Back in 2010, the Volvo brand was seen as solid: famous for safety but rather boring. “Buying a Volvo is like going to the dentist: something you have to do one day, so you might as well get it over with,” went one typical joke, as reported in a Times feature on CEO Jim Rowan (1). There was even talk of Volvo suffering the same fate as fellow Swedish car brand Saab, disappearing altogether. “Volvo was almost gone,” said Lex Kerssemakers, the company’s former consumer business head.

Fast forward to 2023 and Rowan “reckons no one is laughing any more”. Volvo volumes have more than doubled since 2009 to 700,000 and are forecast to hit 1.2 million by 2025. Revenues grew even faster, with the £24 billion of sales in 2022 three times 2011’s level.

In this post we look at some of the lessons from this brilliant case of brand revitalisation.


The key to successful brand revitalisation is to build on and amplify your strengths, as Volvo have done. “Volvo’s attributes — authenticity, safety, simplicity — have never been more important. The world has moved towards us,” Rowan says. Volvo has continued to invest in upgrading the brand’s core safety attributes. For example, “LIDAR” sensors (laser imaging, detection and ranging) allow a Volvo driver to spot a pedestrian at 250 metres. This gives the driver nine extra seconds reaction time at 100kph according to Rowan (1).


The best form of distinctiveness is when you “bake this in” to your core product. And this approach was essential for Volvo. No amount of cool communication full of emotional “sizzle” could have made up for a safe but dull product. Refreshing the design of the cars was a fundamental first step for Volvo. “It said goodbye to bearded designers called Bjorn and hired a team of young guns,” reports The Times (1). Out went the brand’s “brutalist aesthetic”, replaced with “modern muscularity”.

In addition to an overall design style that is easier on the eye, Volvo has created a series of distinctive design properties (see below). These brand properties include “Thor’s hammer” headlights, “hockey-stick” tail lamps and concave grilles holding the Volvo logo. These brand properties help create consistency across the range and build distinctive memory structure. 
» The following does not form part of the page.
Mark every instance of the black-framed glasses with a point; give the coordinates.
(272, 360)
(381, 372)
Beyond visual design, Volvo has also been bold in its innovation by betting big on electrification. This has driven distinctiveness and also made the brand contemporary by tapping into cultural trends. Volvo was one of the first premium manufacturers to exit diesel cars. And in March 2021 the company pledged to become fully electric by 2030, with Rowan promised Volvo will be half way to this goal by 2025. This focus on the fast growing electric segment is reflected in the brand achieving a market share of pure electric and especially hybrids in 2022 (1) way above its share of the total UK car market (2) – see below.

Volvo is re-investing earnings to drive relentless revitalisation, key to any healthy brand. A SEK14 billion dedicated electric car factory in Slovakia is Volvo’s first new European plant in over half a century. CEO Rowan is committed to launching “one new EV every year for the next five years”, according to The Times. Recent launches include the C40, a small electric SUV, and the larger EX90. An all-electric “city car” SUV is planned for launch later this year. The company is also working to solve battery supply issues, breaking a reliance on Chinese components via a joint venture with Sweden’s Northvolt AB to create a factory in Gothenburg.


A new tech hub in Stockholm is home to a team of coders writing the complex software for the LIDAR sensors and also creating new ways people to buy or lease cars online. Volvo’s subscription-style plans under allow you to drive a car for as little as a day, tapping into a growing trend away from full car ownership, especially for younger drivers. This plays a critical role in boosting penetration by recruiting younger customers: subscription customers are almost ten years younger than the average Volvo owner (1).


With a much more attractive product design as a new brand foundation, Volvo was able to add some emotional sizzle, through clever communication. The brand partnered with the Sky Atlantic TV channel, home to edgy, critically acclaimed dramas like Succession (full disclosure: I am a Succession super fan, so bound to believe this marketing tactic was brilliant). This strategic sponsorship has now been running for 10 years. It creates awareness but also allows Volvo to benefit from “borrowed memory structure”, tapping into positive associations with Sky Atlantic. “Take a look at the people driving Volvo’s new pure electric SUVs. They are not chin-stroking antiques dealers; they wear Moncler gilets and watch Succession, the edgy drama on Sky Atlantic,” observes The Times (1).


Volvo also worked to smartly cut costs, in common with other brand revitalisation success stories such as Lego, that we posted on here. The company focused on a single two-litre, four cylinder engine, replacing a series of larger V6s and V8s. “The engineers managed to wring 455 horsepower out of it and Volvo was back in the race for luxury customers — while saving billions,” explains the Times article (1).

In conclusion, Volvo is a brilliant case of brand revitalisation. The company focused first on fixing the fundamentals of product design, adding emotional sizzle via clever communication, whilst also smartly cutting costs.